A caveira da um salto, surgindo no exterior de um castelo. Havia chuva, porém não havia água, a imagem de tudo era preto e branco e distorcido. Repentinamente a caveira vai adquirindo forma e parece ser um homem velho, com uma bengala na mão, respectivamente, a chuva para e as coisas ganham cores. Céu. Árvores. Tudo.
Parece um entardecer comum. O velho se aproxima do castelo, suas vestes eram iguais de quando tinha uma forma menos vivida, uma enorme capa negra com um simbolo de uma cruz no peito. Ao se aproximar do castelo um homem de armadura olha de relance para o velho e logo em seguida fala em voz alta;
-Abram os portões para o Sacerdote!
Então gigantes portões de metal abriram e o velho entrou. Subindo uma longa escada ate o topo, chegava aos aposentos do Rei, um homem amargo e inquieto chamado Richard, O primeiro do seu nome.
-Sacerdote - o Rei cumprimenta o velho, pegando em suas mãos e beijando-as - sua benção.
-Que os Deuses te abençoe, jovem Rei. Creio que estamos em tempos difíceis, esse inverno foi duro com todos nós - O velho colocava as duas mãos enluvadas no peito de Richard - precisamos ser fleumáticos nessa época tão difícil. É impossível manter-se sempre pueril, mas os Deuses estão sempre nos observando, nos testando e esperando que depois de tudo aguentemos e assim... Possamos ser recompensados.

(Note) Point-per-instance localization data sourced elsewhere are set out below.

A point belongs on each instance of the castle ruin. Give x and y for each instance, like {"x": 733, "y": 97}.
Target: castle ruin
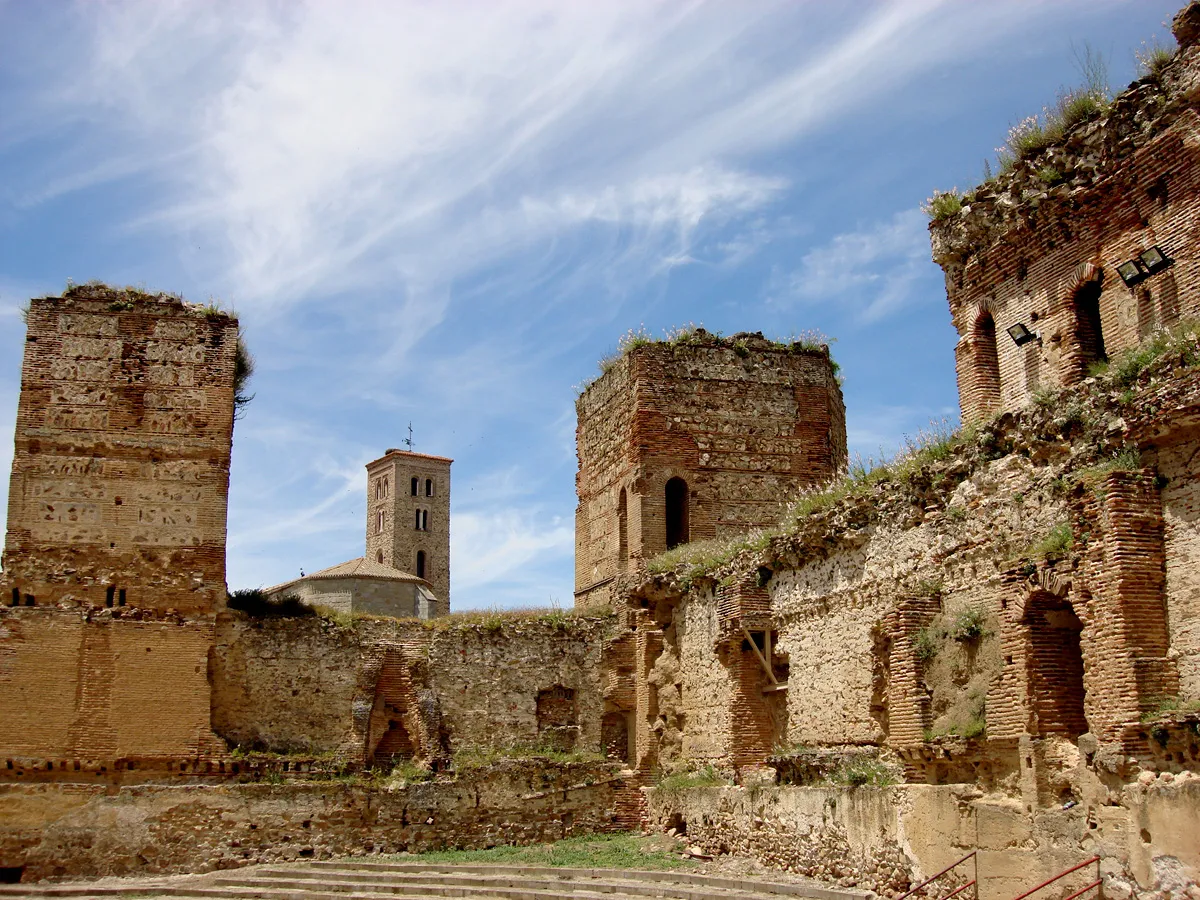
{"x": 987, "y": 649}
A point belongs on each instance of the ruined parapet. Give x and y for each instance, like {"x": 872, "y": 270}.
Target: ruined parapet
{"x": 114, "y": 559}
{"x": 695, "y": 438}
{"x": 120, "y": 472}
{"x": 1041, "y": 244}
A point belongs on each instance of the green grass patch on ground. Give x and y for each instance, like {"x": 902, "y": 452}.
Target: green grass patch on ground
{"x": 593, "y": 851}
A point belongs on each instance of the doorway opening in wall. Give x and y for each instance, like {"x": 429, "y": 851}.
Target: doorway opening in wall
{"x": 987, "y": 364}
{"x": 1055, "y": 665}
{"x": 677, "y": 511}
{"x": 1089, "y": 328}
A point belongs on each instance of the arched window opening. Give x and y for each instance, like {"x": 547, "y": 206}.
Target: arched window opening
{"x": 677, "y": 513}
{"x": 987, "y": 364}
{"x": 1089, "y": 328}
{"x": 1055, "y": 666}
{"x": 623, "y": 529}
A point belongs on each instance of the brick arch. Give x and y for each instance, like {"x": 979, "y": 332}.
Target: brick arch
{"x": 985, "y": 385}
{"x": 1084, "y": 342}
{"x": 1054, "y": 664}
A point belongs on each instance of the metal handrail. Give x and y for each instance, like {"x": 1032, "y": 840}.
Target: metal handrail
{"x": 935, "y": 877}
{"x": 1063, "y": 874}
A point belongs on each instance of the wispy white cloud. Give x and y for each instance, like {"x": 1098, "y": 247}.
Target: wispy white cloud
{"x": 873, "y": 271}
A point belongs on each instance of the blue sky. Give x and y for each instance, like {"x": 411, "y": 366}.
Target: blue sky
{"x": 447, "y": 213}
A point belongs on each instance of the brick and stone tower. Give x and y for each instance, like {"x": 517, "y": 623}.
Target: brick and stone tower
{"x": 114, "y": 563}
{"x": 408, "y": 517}
{"x": 120, "y": 471}
{"x": 701, "y": 438}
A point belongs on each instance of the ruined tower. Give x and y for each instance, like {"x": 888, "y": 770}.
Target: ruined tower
{"x": 696, "y": 438}
{"x": 114, "y": 558}
{"x": 408, "y": 517}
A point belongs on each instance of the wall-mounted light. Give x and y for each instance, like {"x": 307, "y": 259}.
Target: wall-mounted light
{"x": 1131, "y": 273}
{"x": 1020, "y": 334}
{"x": 1147, "y": 263}
{"x": 1153, "y": 259}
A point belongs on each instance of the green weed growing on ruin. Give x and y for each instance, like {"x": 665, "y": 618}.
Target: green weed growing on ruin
{"x": 1055, "y": 545}
{"x": 481, "y": 756}
{"x": 864, "y": 772}
{"x": 943, "y": 204}
{"x": 1152, "y": 58}
{"x": 969, "y": 625}
{"x": 705, "y": 777}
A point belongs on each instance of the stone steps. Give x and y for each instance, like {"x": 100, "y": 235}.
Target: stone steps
{"x": 417, "y": 881}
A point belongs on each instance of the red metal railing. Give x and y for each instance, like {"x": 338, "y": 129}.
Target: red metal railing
{"x": 1065, "y": 873}
{"x": 972, "y": 883}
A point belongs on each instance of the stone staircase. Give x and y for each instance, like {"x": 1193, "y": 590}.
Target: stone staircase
{"x": 346, "y": 880}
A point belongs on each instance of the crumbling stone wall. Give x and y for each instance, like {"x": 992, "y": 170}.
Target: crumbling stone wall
{"x": 90, "y": 829}
{"x": 114, "y": 558}
{"x": 743, "y": 423}
{"x": 885, "y": 839}
{"x": 310, "y": 685}
{"x": 121, "y": 462}
{"x": 1041, "y": 245}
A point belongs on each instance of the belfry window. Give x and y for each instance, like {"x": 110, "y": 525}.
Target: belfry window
{"x": 677, "y": 513}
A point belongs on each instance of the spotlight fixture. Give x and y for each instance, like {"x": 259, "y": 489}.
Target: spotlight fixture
{"x": 1153, "y": 259}
{"x": 1020, "y": 334}
{"x": 1131, "y": 273}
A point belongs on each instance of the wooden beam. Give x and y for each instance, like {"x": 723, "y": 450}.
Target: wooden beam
{"x": 762, "y": 660}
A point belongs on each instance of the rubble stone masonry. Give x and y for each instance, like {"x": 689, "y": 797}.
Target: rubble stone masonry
{"x": 114, "y": 558}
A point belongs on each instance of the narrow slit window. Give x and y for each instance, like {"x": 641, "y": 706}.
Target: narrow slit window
{"x": 677, "y": 513}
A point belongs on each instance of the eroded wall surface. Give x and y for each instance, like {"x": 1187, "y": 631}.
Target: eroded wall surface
{"x": 306, "y": 684}
{"x": 84, "y": 829}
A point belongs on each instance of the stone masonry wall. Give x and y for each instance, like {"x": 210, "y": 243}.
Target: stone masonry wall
{"x": 305, "y": 684}
{"x": 93, "y": 829}
{"x": 885, "y": 839}
{"x": 121, "y": 463}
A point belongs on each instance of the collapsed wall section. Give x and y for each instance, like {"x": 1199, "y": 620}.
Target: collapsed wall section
{"x": 114, "y": 556}
{"x": 383, "y": 690}
{"x": 1056, "y": 245}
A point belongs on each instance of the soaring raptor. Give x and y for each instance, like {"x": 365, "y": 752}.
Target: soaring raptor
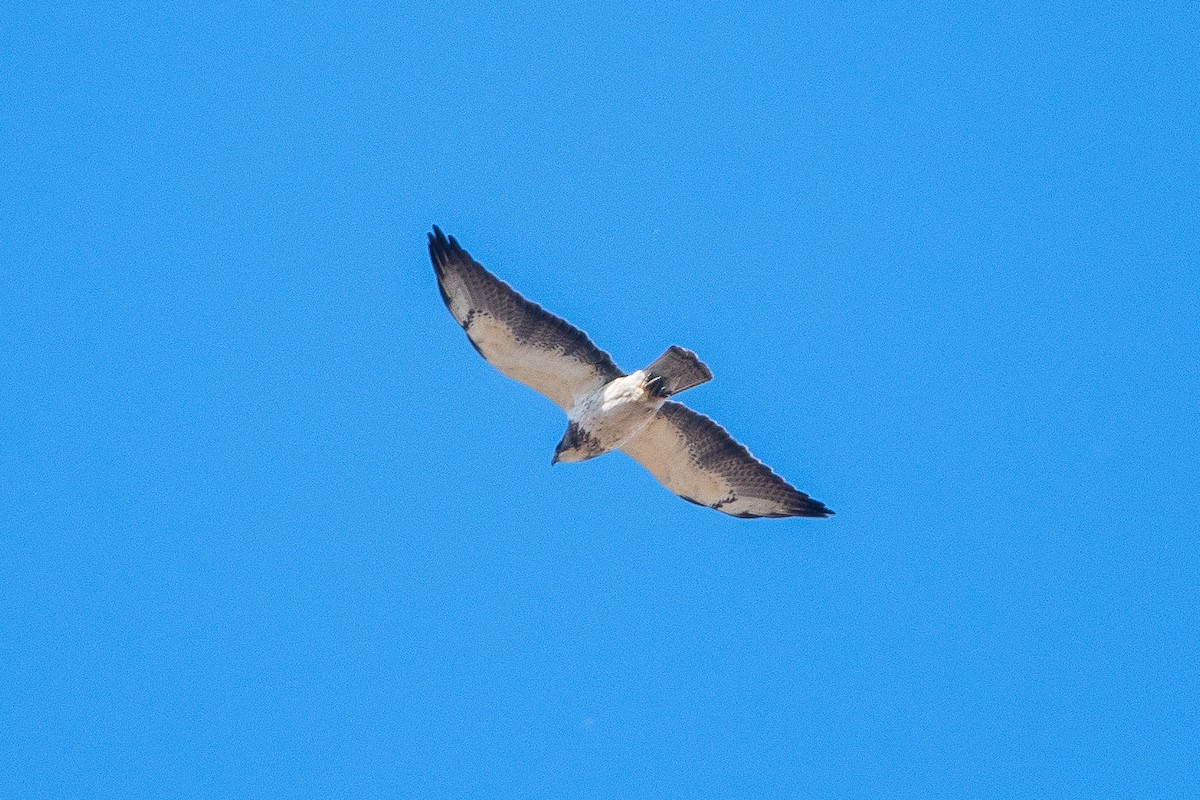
{"x": 605, "y": 408}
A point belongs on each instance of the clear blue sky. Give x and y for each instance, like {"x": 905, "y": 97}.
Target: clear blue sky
{"x": 273, "y": 529}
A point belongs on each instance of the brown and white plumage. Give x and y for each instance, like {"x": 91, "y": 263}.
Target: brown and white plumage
{"x": 520, "y": 338}
{"x": 607, "y": 409}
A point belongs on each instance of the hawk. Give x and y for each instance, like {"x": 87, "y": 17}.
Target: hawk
{"x": 607, "y": 409}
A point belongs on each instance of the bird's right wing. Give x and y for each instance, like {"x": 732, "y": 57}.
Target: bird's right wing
{"x": 697, "y": 459}
{"x": 520, "y": 338}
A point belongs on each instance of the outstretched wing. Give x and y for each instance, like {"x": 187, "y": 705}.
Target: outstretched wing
{"x": 697, "y": 459}
{"x": 520, "y": 338}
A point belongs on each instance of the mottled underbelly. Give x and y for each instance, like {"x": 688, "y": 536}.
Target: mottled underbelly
{"x": 612, "y": 423}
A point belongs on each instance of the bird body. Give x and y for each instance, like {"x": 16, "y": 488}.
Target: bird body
{"x": 607, "y": 409}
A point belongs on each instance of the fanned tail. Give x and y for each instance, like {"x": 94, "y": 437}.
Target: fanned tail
{"x": 676, "y": 371}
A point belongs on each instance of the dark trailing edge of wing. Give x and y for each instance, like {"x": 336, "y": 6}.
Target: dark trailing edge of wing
{"x": 534, "y": 324}
{"x": 749, "y": 476}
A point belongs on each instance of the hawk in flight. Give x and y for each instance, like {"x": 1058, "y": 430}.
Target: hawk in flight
{"x": 605, "y": 408}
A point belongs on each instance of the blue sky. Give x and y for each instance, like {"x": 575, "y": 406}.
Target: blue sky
{"x": 270, "y": 528}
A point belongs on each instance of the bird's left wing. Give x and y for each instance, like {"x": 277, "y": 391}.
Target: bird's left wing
{"x": 520, "y": 338}
{"x": 697, "y": 459}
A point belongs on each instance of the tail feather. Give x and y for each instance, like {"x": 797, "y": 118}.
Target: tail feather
{"x": 676, "y": 371}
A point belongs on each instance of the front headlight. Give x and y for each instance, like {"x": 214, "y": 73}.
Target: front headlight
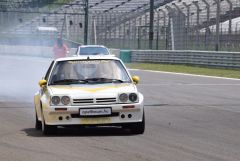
{"x": 133, "y": 97}
{"x": 123, "y": 97}
{"x": 55, "y": 100}
{"x": 65, "y": 100}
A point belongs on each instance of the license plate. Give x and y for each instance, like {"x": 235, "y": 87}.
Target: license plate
{"x": 95, "y": 112}
{"x": 95, "y": 120}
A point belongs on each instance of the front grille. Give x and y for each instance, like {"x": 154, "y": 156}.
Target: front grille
{"x": 114, "y": 114}
{"x": 105, "y": 100}
{"x": 83, "y": 101}
{"x": 94, "y": 101}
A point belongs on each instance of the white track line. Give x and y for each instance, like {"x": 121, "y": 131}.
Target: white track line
{"x": 192, "y": 75}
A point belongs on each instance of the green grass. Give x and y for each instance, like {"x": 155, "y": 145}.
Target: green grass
{"x": 229, "y": 73}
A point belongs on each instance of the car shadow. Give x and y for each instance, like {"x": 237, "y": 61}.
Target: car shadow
{"x": 81, "y": 132}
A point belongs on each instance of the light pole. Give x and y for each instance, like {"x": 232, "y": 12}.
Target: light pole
{"x": 86, "y": 23}
{"x": 151, "y": 23}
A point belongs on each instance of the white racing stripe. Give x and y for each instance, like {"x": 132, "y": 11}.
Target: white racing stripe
{"x": 192, "y": 75}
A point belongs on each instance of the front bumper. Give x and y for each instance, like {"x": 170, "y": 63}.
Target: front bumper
{"x": 71, "y": 116}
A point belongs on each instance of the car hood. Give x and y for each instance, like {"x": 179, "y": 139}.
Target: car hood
{"x": 91, "y": 89}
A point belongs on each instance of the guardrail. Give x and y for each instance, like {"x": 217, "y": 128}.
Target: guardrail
{"x": 200, "y": 58}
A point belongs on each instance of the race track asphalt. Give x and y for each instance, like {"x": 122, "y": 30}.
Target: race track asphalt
{"x": 188, "y": 118}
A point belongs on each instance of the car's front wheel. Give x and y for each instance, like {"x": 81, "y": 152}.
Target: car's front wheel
{"x": 138, "y": 127}
{"x": 47, "y": 129}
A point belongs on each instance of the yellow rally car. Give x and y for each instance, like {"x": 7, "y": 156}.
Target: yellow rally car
{"x": 89, "y": 90}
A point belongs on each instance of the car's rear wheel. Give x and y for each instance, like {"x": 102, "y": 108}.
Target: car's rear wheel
{"x": 47, "y": 129}
{"x": 38, "y": 124}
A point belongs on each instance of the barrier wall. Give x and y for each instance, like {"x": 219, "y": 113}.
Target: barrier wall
{"x": 200, "y": 58}
{"x": 39, "y": 51}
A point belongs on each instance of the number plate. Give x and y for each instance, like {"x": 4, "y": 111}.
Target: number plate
{"x": 95, "y": 112}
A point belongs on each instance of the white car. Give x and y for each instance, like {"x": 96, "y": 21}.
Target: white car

-Sacerdote, é sempre bom ouvir suas palavras de consolo. Amanha teremos guerra, preciso de todo o poder divino para vencer.
-Você já o tem, em nome de todos os Deuses do mar e da terra, do fogo e da água e de todos os espíritos, Theikós, Thánatos.
-Theikós, Thánatos- Responde o Rei.
Algum tempo passou, alguns dias se foram. O velho homem se encontrava parado no mesmo lugar desde então. Sua bengala vira uma foice, que o velho bate com força no chão. Uma estranha chuva cai no lado de fora do castelo e todas as coisas perdem a cor e ao seu lado tem um homem que aparenta ser meia vida mais novo.
O homem usava vestimentas idênticas a do velho, em suas costas havia um arco e flecha.
-Ainda passando um tempo com esses insetos? - dizia o homem - nunca entenderei porquê perder tempo com essa escoria.
-Somos parecidos com os humanos, Aemon - o velho respondia com calma - não esqueça nossa origem
-Não esqueço, só não somos mais o que já fomos - Aemon materializa um flecha em sua mão esquerda - se bem que as armas deles são interessantes, eu matei um Carnival vindo pra cá, achei estranho, eles estão parando de aparecer.
-Vamos aproveitar a paz, mas acredito que tenha algo de muito errado - o velho começava a andar. O castelo desaparecia e aparentemente o lugar ficava mais escuro, apenas Aemon continuava no lugar - veja bem, estamos aqui. Não há criaturas querendo se alimentar de nossa aura, não há Carnivais. Sinto presença de Anjos e Demônios, mas não sinto a presença de mais nada.
O silencio dominava o lugar.
-Seja o que for, se algo aparecer, precisamos apenas matar, somos cinco - Aemon sorria tranquilamente enquanto falava e andava pelo abismo negro do lugar onde estavam - somos Deuses da Morte, você se preocupa demais, Caim.
Caim bate com a foice no chão e a escuridão começa ganhar cores vermelhas, Aemon parece surpreso.
-O que diabos aconteceu com esse plano? - Aemon perguntava um tanto eufórico
-Isso já esta acontecendo a algum tempo, ele deve estar agindo vagarosamente, precisamos ter cautela.